Pour nos confrères du Moyen-Orient, la partie est d'ores et déjà jouée, même s'ils mettent un point d'honneur à émettre les supputations d'usage, plus proches du vœu pieux, que des conclusions logiques. Il y en a quand même qui s'indignent de cette obstination à durer, à perdurer, même s'ils sont affligés eux-mêmes du syndrome du «seul maître à bord». Ainsi, l'éditorialiste du quotidien jordanien Al-Destour résume le sentiment général de voir un homme s'accrocher autant au pouvoir. Dans un article consacré à la «saison électorale» dans le monde arabe, Arib Rantaoui estime que «le candidat soutenu par l'institution militaire et par la machine bureaucratique de l'État, sera inéluctablement vainqueur. Bouteflika, "candidat de la nécessité", n'a pas besoin de s'impliquer dans la campagne électorale, pour la simple raison que son état de santé ne lui permet pas de supporter les efforts requis pour une telle campagne. Aussi, on ne voit pas comment son état de santé pourrait lui permettre de diriger un pays de poids comme l'Algérie. Bouteflika a commis l'erreur de se laisser tenter par un nouveau mandat, alors que nous aurions souhaité qu'il prenne une retraite bien méritée, pour clore un registre riche en actions politiques», conclut l'éditorialiste.

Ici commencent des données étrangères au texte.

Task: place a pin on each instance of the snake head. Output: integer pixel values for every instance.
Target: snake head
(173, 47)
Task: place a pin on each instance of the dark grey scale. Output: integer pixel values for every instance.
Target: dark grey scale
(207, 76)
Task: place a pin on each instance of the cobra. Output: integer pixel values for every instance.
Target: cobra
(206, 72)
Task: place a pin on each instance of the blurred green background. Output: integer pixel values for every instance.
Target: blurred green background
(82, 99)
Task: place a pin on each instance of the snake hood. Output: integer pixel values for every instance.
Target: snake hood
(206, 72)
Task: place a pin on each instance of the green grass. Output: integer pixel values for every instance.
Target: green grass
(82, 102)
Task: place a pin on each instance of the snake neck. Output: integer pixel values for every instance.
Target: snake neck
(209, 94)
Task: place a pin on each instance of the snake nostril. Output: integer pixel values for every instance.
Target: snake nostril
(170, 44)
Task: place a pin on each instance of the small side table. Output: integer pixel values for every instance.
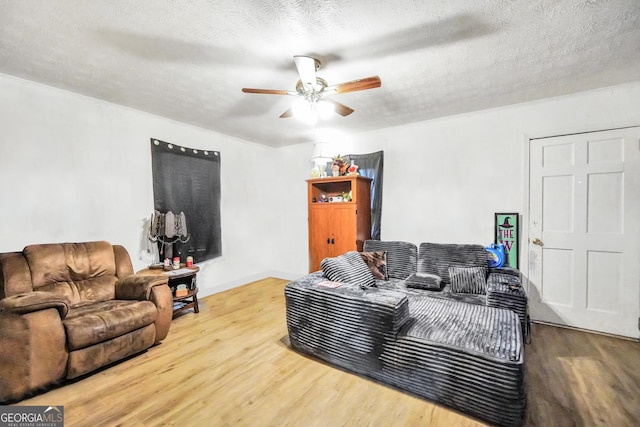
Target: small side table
(183, 276)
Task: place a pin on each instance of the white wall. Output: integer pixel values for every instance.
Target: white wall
(75, 168)
(444, 179)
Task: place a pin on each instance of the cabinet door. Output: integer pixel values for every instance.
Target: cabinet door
(319, 236)
(332, 232)
(343, 229)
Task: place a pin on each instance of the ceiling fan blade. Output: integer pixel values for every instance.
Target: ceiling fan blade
(307, 69)
(266, 91)
(287, 113)
(341, 109)
(356, 85)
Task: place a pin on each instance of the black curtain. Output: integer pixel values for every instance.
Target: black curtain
(371, 165)
(188, 180)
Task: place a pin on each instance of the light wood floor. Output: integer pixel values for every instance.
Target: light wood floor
(230, 365)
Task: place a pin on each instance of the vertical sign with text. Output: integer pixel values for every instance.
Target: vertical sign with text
(507, 234)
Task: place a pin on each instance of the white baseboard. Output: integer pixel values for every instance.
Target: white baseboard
(243, 281)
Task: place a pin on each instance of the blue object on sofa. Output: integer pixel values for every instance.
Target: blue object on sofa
(463, 351)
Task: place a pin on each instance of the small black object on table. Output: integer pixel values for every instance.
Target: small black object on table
(182, 276)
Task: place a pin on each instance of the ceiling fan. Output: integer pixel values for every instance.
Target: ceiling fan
(312, 91)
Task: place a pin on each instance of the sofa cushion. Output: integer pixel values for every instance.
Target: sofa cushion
(377, 263)
(436, 258)
(424, 281)
(348, 268)
(102, 321)
(470, 280)
(401, 256)
(81, 273)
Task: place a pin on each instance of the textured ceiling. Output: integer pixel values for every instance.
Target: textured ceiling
(189, 60)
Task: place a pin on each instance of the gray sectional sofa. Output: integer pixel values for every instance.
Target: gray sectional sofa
(430, 326)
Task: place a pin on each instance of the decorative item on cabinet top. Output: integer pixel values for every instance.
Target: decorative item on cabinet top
(342, 189)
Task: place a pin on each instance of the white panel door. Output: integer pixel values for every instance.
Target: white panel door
(584, 231)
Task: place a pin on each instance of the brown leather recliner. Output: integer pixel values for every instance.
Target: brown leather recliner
(68, 309)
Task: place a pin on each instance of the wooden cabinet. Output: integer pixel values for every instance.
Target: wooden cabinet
(336, 227)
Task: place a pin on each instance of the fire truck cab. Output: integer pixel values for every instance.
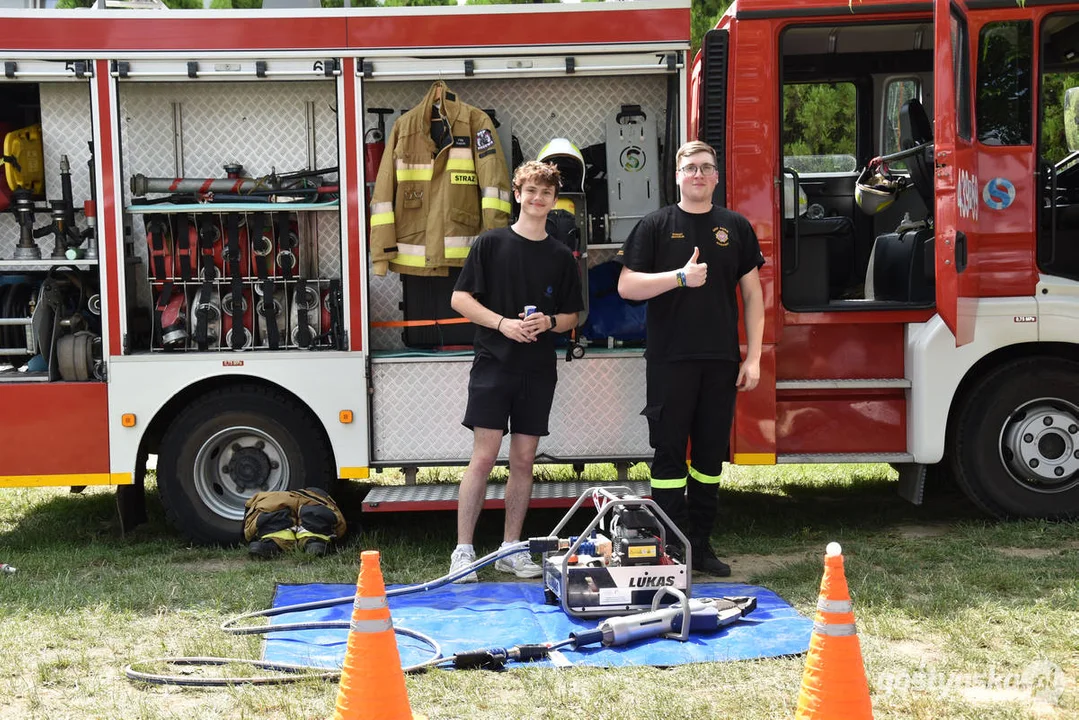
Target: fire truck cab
(911, 170)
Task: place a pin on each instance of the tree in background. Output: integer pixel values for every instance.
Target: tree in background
(704, 15)
(515, 2)
(172, 4)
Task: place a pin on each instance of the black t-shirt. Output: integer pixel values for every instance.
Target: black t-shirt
(694, 323)
(505, 272)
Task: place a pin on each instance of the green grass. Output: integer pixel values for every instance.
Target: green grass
(952, 608)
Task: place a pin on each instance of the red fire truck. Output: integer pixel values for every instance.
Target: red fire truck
(924, 308)
(223, 157)
(183, 263)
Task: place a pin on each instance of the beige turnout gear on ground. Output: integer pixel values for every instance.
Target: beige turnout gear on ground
(429, 202)
(292, 517)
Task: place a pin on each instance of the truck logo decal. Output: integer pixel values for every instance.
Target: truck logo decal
(967, 195)
(998, 193)
(632, 159)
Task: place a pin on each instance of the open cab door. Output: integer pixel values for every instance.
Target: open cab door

Dans ce contexte, et bien qu'il soit adossé au même mur, le candidat Sissi en Égypte semble nettement mieux loti que le nôtre, et pas seulement du fait qu'il soit plus jeune et plus neuf. Arrivé au pouvoir après un système aussi décrié que celui imposé par les Frères musulmans sous Morsi, Sissi a pourtant repris les anciennes méthodes qui ont conduit ses prédécesseurs à l'échec. Ainsi, le système mis en place, après le soulèvement populaire du 30 juin 2013 contre Mohamed Morsi, s'ingénie-t-il à reprendre à son compte la théorie du «complot étranger», que les Algériens ont expérimentée, et expérimentent encore avec succès. Pour montrer à quel point elle fait partie de l'attirail culturel dominant en Égypte, et dans le monde arabe, Ala Aswani l'illustre avec une anecdote puisée dans sa vie d'étudiant aux États-Unis. Dans cette université de l'Illinois (Chicago), la secrétaire de section gérait et entretenait une petite cafétéria. Pour l'alimenter en café, thé, et autres assortiments, elle réclamait une petite participation financière aux étudiants et aux professeurs.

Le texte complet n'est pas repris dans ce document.